Before Citizens United, before the Bipartisan
Campaign Reform Act, even before Terry McAuliffe was shepherding Democrat
donors into the Lincoln
Bedroom for sleepovers, there was Leona Helmsley. The brusque
New York City hotel maven thrust herself into the spotlight reigning over the 1980s
go-go Manhattan real-estate scene. Tagged the ‘Queen of Mean,’ she finally met her downfall on a tax evasion rap.
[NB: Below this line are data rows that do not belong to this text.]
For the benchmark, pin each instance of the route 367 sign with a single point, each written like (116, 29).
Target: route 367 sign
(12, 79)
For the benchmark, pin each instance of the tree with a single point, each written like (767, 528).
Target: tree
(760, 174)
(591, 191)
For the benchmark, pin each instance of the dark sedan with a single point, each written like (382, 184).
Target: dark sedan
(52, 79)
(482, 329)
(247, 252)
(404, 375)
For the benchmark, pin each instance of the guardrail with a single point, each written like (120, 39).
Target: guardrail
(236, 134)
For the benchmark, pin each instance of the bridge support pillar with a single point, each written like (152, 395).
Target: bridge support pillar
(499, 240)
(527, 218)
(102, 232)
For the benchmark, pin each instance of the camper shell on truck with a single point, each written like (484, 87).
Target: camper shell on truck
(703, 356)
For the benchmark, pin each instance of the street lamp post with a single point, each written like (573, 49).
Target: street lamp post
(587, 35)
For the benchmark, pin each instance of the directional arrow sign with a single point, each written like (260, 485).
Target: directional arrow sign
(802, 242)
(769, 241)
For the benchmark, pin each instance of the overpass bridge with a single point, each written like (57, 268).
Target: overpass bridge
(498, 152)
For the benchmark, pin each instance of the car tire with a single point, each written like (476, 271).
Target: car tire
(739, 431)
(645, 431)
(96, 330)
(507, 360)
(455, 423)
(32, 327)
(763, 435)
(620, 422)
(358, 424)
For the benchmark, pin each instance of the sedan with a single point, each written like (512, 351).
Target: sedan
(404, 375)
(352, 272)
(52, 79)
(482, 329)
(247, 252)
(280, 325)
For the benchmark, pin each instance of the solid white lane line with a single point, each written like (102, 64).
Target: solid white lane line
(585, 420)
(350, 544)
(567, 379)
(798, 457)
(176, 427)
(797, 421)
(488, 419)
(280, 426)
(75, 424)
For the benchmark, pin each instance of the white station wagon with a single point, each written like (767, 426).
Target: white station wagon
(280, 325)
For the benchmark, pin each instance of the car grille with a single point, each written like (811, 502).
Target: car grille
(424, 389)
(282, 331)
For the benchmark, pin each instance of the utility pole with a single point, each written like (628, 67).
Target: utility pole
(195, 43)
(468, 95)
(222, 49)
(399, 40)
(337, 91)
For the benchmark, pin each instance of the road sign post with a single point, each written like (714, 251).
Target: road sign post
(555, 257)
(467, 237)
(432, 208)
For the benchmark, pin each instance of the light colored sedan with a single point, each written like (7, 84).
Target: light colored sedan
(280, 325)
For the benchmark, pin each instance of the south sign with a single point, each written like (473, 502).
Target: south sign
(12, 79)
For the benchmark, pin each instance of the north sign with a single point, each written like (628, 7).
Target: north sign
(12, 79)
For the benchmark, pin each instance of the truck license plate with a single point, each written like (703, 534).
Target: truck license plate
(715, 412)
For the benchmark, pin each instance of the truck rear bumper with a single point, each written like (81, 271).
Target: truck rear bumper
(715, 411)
At her trial, one of her servants famously quoted her saying “We don’t pay
taxes. Only the little people pay taxes.”
Over two
decades later, law professor and campaign finance reformer Larry
Lessig has added political advertising disclaimers to the list of legal obligations
elites reserve for commoners.
According to
a complaint
filed by the Center for Competitive
Politics, Lessig’s
Mayday PAC repeatedly flaunted federal disclosure laws on its broadcast and
mailing advertisements.
Mayday PAC’s noncompliance
doesn’t appear to be accidental. Reformer elites litter its board including progressive darling Zephyr
Teachout, who recently ran for New York governor on a good-government
platform. Moreover, the complaint states Mayday PAC switched back and forth
between compliant and noncompliant disclaimers suggesting expediency rather
than ignorance.
CCP estimates
Mayday PAC corralled as much as 10% more air time for substantive content by
using noncompliant disclaimers on radio advertisements, saving the group at
least $26,500. The rogue disclaimers may have also confused the public about
the source of Mayday PACs ads or its possible authorization by the candidates
the PAC supported.
<This
devil-may-care attitude toward federal disclosure law is even more dispiriting
given both Lessig’s and Teachout’s prominent positions with the transparency
organization, The Sunlight Foundation. Lessig serves on its Advisory Board and Teachout
is a former National
Director. The group states,
“Our overarching goal is to achieve changes in the law to require real-time,
online transparency for all government information, with a special focus on the
political money flow and who tries to influence government and how government
responds.” One obvious way to cloud transparency in political advertising is to
flout FEC regulations by obfuscating disclaimer requirements.
Of course, another
possibility also exists. Lessig may now be a reluctant apostate to the transparency
cause—channeling less Leona Helmsley than Barak Obama. On numerous issues—e.g. Guantanamo,
recess
appointments, debt ceiling—candidate Obama found fault with his
predecessor. But once in office and faced with the realities of governing, President
Obama continued policies he had once pilloried. Lessig, in his role this cycle
as political
operative, was privy to a different world than his previous forays as academic
theorist and Senate Committee pontificator.
One lesson
Lessig admitted learning when he finally
returned to public view after his midterm shellacking was ‘transparency has
its costs.’ He complained one incumbent Mayday PAC tried to unseat pressured
some of its donors.
Untoward political
pressure on donors is apparently a new experience for Lessig’s patrons. But
anyone following Harry
Reid’s six-month
tirade against wealthy conservative
donors, or the pre-FEC exploits of disclosure doyenne Ann
Ravel knows how operatives exploit disclosure laws. Last spring, for
example, technology executive Brendan
Eich was bullied out of his job after activists garishly bandied a six-year
old donation he had made to an unpopular cause.
If Lessig has
learned a hard lesson in political reality and is no longer a doctrinaire
reformer, he should be welcomed to the side of freedom. But with freedom comes
responsibility. This includes acknowledging the rules apply equally to
everyone, not just the little people.